COL (Ret) Wade Sokolosky
U.S. Army
Welcome to my website dedicated to Sherman’s 1865 Carolinas Campaign and Fayetteville’s Confederate Arsenal. Thanks for visiting.
I was born and raised in the historic town of Beaufort, North Carolina. Upon graduating from East Carolina University in 1986, I entered the U.S. Army and after 25 years of Active Duty Service retired in the summer of 2011. I am now back home in Beaufort, where I try and devote as much time as possible with anything NC Civil War related.
My interest in the Civil War began at a very young age, and like many others, I can thank my grandmother, a Georgia girl, for sparking the interest. She told me stories about Fort Macon, which is just across the water from Beaufort, and how one of our relatives, Sgt. William C. Fulcher served there as a Confederate artilleryman. He survived the Union seige in April of 1862, but would die later that December during the Battle of Goldsborough Bridge in North Carolina.
Ironically, my father served at Fort Macon 80 years later as a member of the U. S. Army’s 244th Coastal Artillery Regiment. Dad and his battalion were deployed to the North Carolina coast immediately after the attack on Pearl Harbor in 1941.

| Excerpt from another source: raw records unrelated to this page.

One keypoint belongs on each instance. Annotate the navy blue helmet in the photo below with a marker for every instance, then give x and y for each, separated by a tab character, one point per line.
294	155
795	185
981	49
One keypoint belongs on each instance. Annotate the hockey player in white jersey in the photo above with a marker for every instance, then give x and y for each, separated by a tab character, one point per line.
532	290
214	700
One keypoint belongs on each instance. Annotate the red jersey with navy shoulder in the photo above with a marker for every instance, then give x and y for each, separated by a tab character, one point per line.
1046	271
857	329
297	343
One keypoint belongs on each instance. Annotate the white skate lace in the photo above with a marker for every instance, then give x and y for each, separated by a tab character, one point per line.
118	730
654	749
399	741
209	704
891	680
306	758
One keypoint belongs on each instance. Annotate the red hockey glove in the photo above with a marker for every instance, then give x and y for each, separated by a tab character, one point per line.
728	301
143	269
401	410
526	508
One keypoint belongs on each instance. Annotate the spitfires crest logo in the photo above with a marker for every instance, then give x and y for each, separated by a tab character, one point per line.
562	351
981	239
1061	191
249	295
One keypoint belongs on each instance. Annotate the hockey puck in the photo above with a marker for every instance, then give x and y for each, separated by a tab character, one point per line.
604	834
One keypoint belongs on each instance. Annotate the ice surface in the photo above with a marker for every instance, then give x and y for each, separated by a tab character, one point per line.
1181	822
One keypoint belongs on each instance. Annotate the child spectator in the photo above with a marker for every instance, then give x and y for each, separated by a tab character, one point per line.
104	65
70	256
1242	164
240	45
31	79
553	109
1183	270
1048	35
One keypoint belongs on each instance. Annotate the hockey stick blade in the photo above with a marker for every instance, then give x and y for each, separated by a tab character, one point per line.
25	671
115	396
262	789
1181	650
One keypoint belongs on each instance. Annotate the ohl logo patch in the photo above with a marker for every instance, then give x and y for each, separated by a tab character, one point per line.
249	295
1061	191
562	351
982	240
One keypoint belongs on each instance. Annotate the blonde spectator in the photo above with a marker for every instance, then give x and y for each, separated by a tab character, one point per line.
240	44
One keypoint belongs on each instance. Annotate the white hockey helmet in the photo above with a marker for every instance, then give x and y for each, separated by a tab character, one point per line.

My serious study of the Civil War started in 1988 at Fort Campbell, Kentucky. My friend and fellow lieutenant at the time, Mike Haer, invited me to come along for a visit to Fort Donelson National Military Park. Before long, Mike and I made trips to other battlefields in Tennessee. Because of Mike’s Illinois roots, I had to endure countless tales of General Sherman’s Army or as how he liked to call them, “Uncle Billy’s Boys” marching through the South. I guess I can blame Mike for my interest in “Uncle Billy.” Since early 2000, I have devoted much of my Civil War research to studying Sherman’s Carolinas Campaign of 1865.
Because of my Ordnance Corps background I focused my master’s thesis on Sherman’s logistics operations. Completed in 2002, “The Role of Union Logistics in the Carolinas Campaign of 1865″ became the genesis for my first book, co-authored with Mark Smith No Such Army Since the Days of Julius Caesar” Sherman’s Carolinas Campaign: Fayetteville to Averasboro. No Such Army is no longer in print, however Savas-Beatie Publishing has agreed to reprint an updated version in the fall of 2017.
I am happy to announce that my next book, “To Prepare for Sherman’s Coming” The Battle of Wise’s Forks March 1865 is available for purchase.